Biden, speaking from the White House compared "historic investment" with building the transcontinental railroad and interstate highway systems -- themes he has previously touched upon as he pushes Congress along. He said that the public works projects will be powered by blue-collar, well-paying jobs.
After frustrations mounted overnight, and as the Senate was unable to move the package forward, the president's encouragement provides a chance for lawmakers to reset. Senators will return for another weekend session.
Biden stated that the bill would "end years of gridlock and create millions good-paying jobs, and put America on a new track to win the race in the 21st Century economy."
He stated that the public works spending will allow him to "not only build back, but also to rebuild better than before" the economic crisis.
It's nearing decision time for Congress, and particularly the Senate, to make gains on the president's infrastructure priorities -- first with the bipartisan bill that's on track for passage as soon as this weekend, and quickly followed by Democrats' more sweeping $3.5 trillion budget blueprint they plan to shoulder on their own.
Senators had hoped to wrap up the bipartisan bill late Thursday, before many of them departed to attend funeral services Friday in Wyoming for a colleague, the former Republican Sen. Mike Enzi.
The Senate was unable to continue as planned. Senators continued to work late into the night to amend the bill and counter Republican objections to the expedited process. A procedural vote was scheduled for Saturday.
Just before midnight, Senate Majority Leader Chuck Schumer (D-N.Y.) stated that "We've worked hard, long, and collaboratively to complete this important bipartisan bill." He stated that he wanted to complete Saturday's schedule when he announced it.
The Infrastructure Investment and Jobs Act is the first part of Biden’s infrastructure agenda. It would provide billions in new funding for roads, bridges and waterworks projects. It would be next sent to the House if it is approved by the Senate.

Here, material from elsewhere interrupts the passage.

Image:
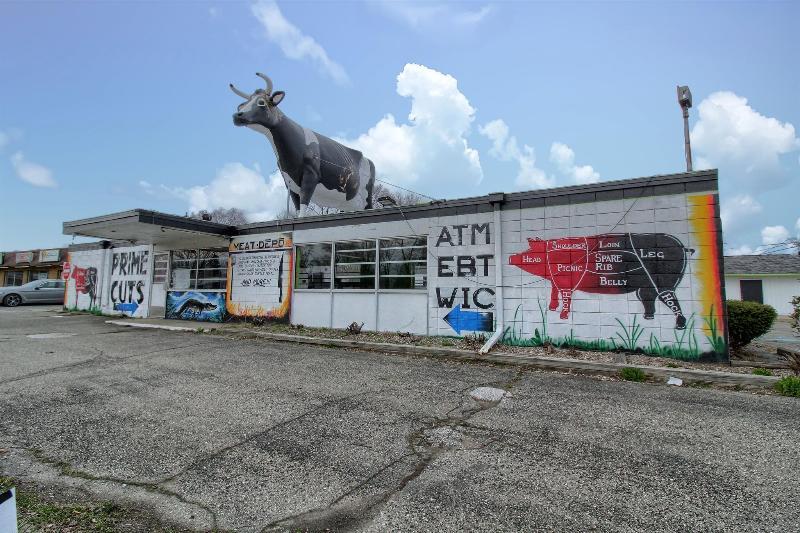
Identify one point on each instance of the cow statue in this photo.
(315, 168)
(649, 264)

Late-night sessions were stalled due to new debates over proposed amendments that would have changed the 2,700-page package. Nearly two dozen amendments have been submitted by senators, but none of them has significantly changed the framework for the public works package. Senators were unable to come to an agreement with more than a dozen additional amendments.

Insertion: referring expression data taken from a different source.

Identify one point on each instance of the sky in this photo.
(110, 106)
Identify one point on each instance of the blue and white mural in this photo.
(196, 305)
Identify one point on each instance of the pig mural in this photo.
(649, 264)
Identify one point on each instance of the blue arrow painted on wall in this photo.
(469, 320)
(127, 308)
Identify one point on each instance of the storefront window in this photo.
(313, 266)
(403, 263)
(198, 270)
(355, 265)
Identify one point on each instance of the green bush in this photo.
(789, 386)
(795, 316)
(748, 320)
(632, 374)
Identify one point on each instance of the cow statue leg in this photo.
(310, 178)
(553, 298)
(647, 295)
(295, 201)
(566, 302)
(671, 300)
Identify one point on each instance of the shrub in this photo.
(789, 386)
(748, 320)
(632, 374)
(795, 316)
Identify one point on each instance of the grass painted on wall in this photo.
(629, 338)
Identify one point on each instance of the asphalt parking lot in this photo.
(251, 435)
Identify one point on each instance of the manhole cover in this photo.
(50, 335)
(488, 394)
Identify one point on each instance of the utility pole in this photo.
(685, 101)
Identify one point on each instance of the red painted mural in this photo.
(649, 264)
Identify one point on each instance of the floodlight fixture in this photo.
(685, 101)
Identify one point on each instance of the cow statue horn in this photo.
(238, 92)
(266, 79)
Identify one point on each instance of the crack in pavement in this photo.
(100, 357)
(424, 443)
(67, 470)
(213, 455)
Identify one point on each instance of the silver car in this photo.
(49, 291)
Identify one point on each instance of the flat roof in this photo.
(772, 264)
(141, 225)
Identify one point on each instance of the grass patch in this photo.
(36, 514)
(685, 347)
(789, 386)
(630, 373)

The Congressional Budget Office's much-anticipated analysis of the bill raised concerns, especially from Republicans. It concluded that the legislation would increase deficits by about $256 billion over the next decade, though the bill's backers argued that the budget office was unable to take into account certain revenue streams -- including from future economic growth.

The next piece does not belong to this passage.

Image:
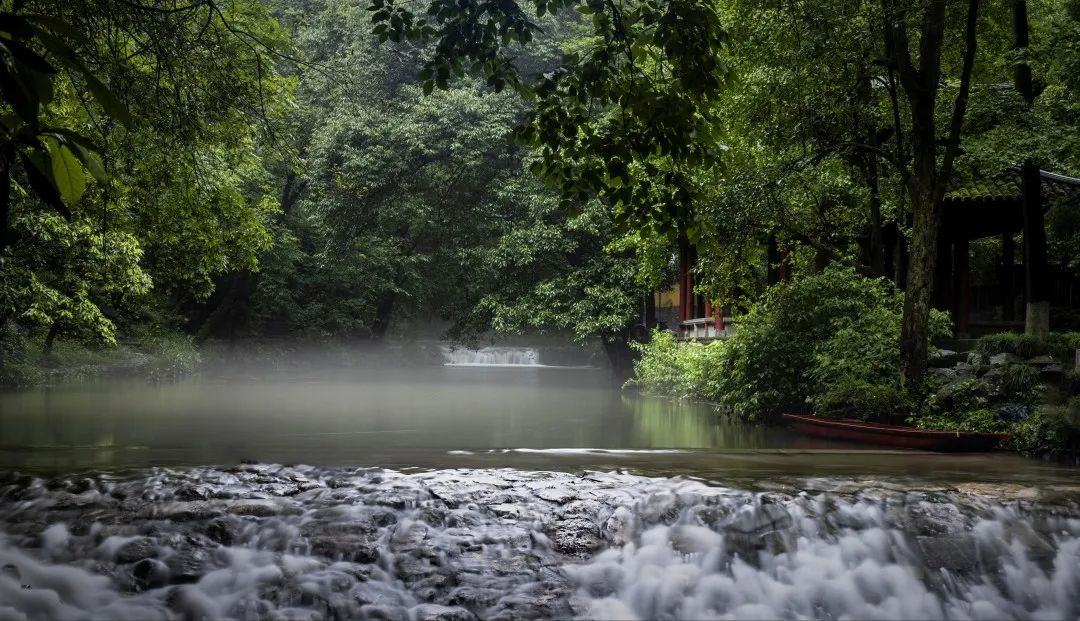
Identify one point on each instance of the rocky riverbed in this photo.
(261, 541)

Senator Bill Haggerty (Republican from Tennessee), an ally to Donald Trump and former ambassador to Japan, stated that he opposed expediting consideration of this bill due to the high price tag.
Hagerty stated that he could not allow this to happen in a statement released Friday morning. He expressed concern that the passage of the bipartisan bill would allow Democrats to quickly move to their $3.5 trillion tax-and-spend spree.
Nancy Pelosi (D-Calif.), House Speaker, encouraged senators to sign on, but also stated that her chamber would consider infrastructure bills "together."
She said, "Bravo!" at a Capitol press conference. "We will do this when it is possible."
Bitcoin was one of the amendments that received the most attention on Thursday.
This bill would bring in $28 billion over 10 year by updating IRS reporting requirements to cryptocurrency brokers. It also mirrors the way stockbrokers report sales to IRS.
Sen. Pat Toomey (Republican from Pennsylvania) and other lawmakers who sought to reduce the list of individuals who must file IRS forms are concerned about crypto miners, software engineers, and other subjects to the new reporting requirement.
Toomey stated that the provision as it stands could have a "chilling impact on the development and use of this technology." That's what I am most concerned with.
Lately, the White House submitted a weigh-in suggesting that it preferred a different approach to Sen. Rob Portman (R-Ohio), Sen. Mark Warner (D-Va.) and other senators.
Andrew Bates, White House deputy press secretary, stated that the compromise amendment would "reduce tax evasion on the cryptocurrency market."
The infrastructure bill, which calls for $550billion in new spending over five year, above the federal levels, is a package worth nearly $1 trillion. This could be one the largest investments in roads, bridges and electric grids in many years.
After senators finish work on the bipartisan bill they will move on to the more partisan Biden agenda. A $3.5 trillion proposal for human infrastructure, which the White House calls "human infrastructure", is what Biden has proposed. This includes child care support, home care care, education, and other spending that are Democratic priorities, but Republicans have promised to reject them. The fall will see more debate.
Schumer asks the Senate to pass the bipartisan package as well as a budget blueprint for a larger proposal before senators leave for August recess.